The company, which turned over 18bn euros (£12.14bn) in 2002 and has an annual procurement budget of around 6bn euros (£4.4bn), has changed the way it buys and identifies goods, focusing most of its efforts on high value goods and services.

According to Kai Nowosel, head of global purchasing, commercial operations at Aventis, eprocurement would not have worked for Aventis had it not fully understood its data and purchasing habits first.

'We spend a lot of time trying to understand how and where we spend our money,' Nowosel said. 'A huge number of purchases would be representing a very small piece of the business.'

'A prime example is office supplies,' he said. 'It's not something you should worry about because it doesn't give you any competitive advantage to be good at buying office supplies.'

The company, which is using procurement technologies from spend management specialist Ariba, has essentially outsourced the purchasing of small value goods to the people that actually want them, allowing procurement staff to concentrate on high value transactions.

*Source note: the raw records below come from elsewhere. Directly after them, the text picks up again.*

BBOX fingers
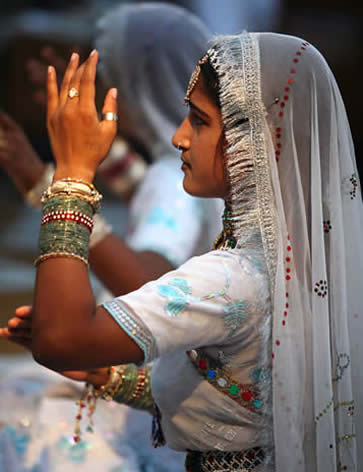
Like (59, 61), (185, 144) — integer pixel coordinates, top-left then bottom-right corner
(59, 52), (79, 105)
(79, 49), (98, 111)
(101, 88), (117, 137)
(40, 46), (67, 72)
(15, 305), (33, 318)
(8, 317), (32, 331)
(66, 64), (86, 106)
(0, 112), (19, 131)
(47, 66), (59, 125)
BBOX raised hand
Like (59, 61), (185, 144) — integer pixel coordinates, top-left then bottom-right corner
(25, 46), (81, 106)
(47, 50), (117, 182)
(0, 305), (109, 387)
(0, 113), (45, 194)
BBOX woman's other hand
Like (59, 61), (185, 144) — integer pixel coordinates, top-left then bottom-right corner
(25, 46), (82, 107)
(0, 305), (109, 388)
(47, 50), (117, 182)
(0, 113), (45, 194)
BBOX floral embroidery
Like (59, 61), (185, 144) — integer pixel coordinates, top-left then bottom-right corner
(157, 278), (191, 316)
(223, 300), (249, 334)
(249, 367), (269, 384)
(314, 280), (328, 298)
(147, 207), (178, 232)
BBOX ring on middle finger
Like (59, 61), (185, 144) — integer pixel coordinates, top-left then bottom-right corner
(68, 87), (79, 98)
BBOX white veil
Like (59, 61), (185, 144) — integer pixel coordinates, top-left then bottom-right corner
(210, 33), (363, 472)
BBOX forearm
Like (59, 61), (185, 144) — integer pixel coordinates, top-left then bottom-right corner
(32, 258), (95, 368)
(89, 233), (173, 296)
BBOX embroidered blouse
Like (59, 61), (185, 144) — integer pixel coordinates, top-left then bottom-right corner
(103, 249), (270, 451)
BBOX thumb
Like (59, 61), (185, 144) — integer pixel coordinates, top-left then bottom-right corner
(101, 88), (117, 139)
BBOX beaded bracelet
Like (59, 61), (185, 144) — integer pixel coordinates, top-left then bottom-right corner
(40, 210), (93, 233)
(35, 195), (94, 265)
(41, 177), (102, 211)
(94, 366), (124, 401)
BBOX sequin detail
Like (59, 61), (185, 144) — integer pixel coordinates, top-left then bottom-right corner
(187, 350), (262, 413)
(102, 299), (158, 364)
(223, 300), (249, 334)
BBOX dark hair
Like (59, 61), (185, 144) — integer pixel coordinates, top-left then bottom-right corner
(200, 61), (221, 108)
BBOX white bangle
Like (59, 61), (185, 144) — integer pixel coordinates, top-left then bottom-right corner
(24, 163), (55, 208)
(89, 213), (112, 249)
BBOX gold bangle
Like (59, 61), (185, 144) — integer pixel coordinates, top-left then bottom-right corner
(130, 367), (146, 402)
(34, 252), (88, 267)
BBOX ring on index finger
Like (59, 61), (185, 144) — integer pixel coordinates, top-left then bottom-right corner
(68, 87), (79, 98)
(102, 111), (118, 121)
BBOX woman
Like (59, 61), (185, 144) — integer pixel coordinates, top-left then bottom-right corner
(0, 2), (223, 298)
(5, 33), (363, 472)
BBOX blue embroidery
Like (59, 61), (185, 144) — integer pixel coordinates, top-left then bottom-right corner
(146, 207), (178, 232)
(223, 300), (249, 334)
(169, 279), (192, 295)
(249, 368), (269, 384)
(157, 278), (191, 316)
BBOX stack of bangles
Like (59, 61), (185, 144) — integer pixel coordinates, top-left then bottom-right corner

And with one per cent of procurement spend accounting for 98 per cent of transactions, Aventis has found itself operating in a much more efficient manner.

It implemented the Ariba Buyer product in 2000, and more recently Ariba Contracts. It has just purchased Ariba Category Management, all part of the Ariba Spend Management Suite.

Nowosel says the use of the technology, and perhaps more importantly, the way it is now viewing its data and organising its procurement activities has resulted in massive annual savings.

'The procurement figure is always 6.5bn euros,' Nowosel said. 'We just spend more. Sales increase 20 to 30 per cent each year. If you can sustain that growth for the same cost, it has a bottom line impact.'

Nowosel says the company saw a return on its investment within three years, a figure that included internal costs and considerations, as well as the 10m (£6.7m) euros it has spent on technology.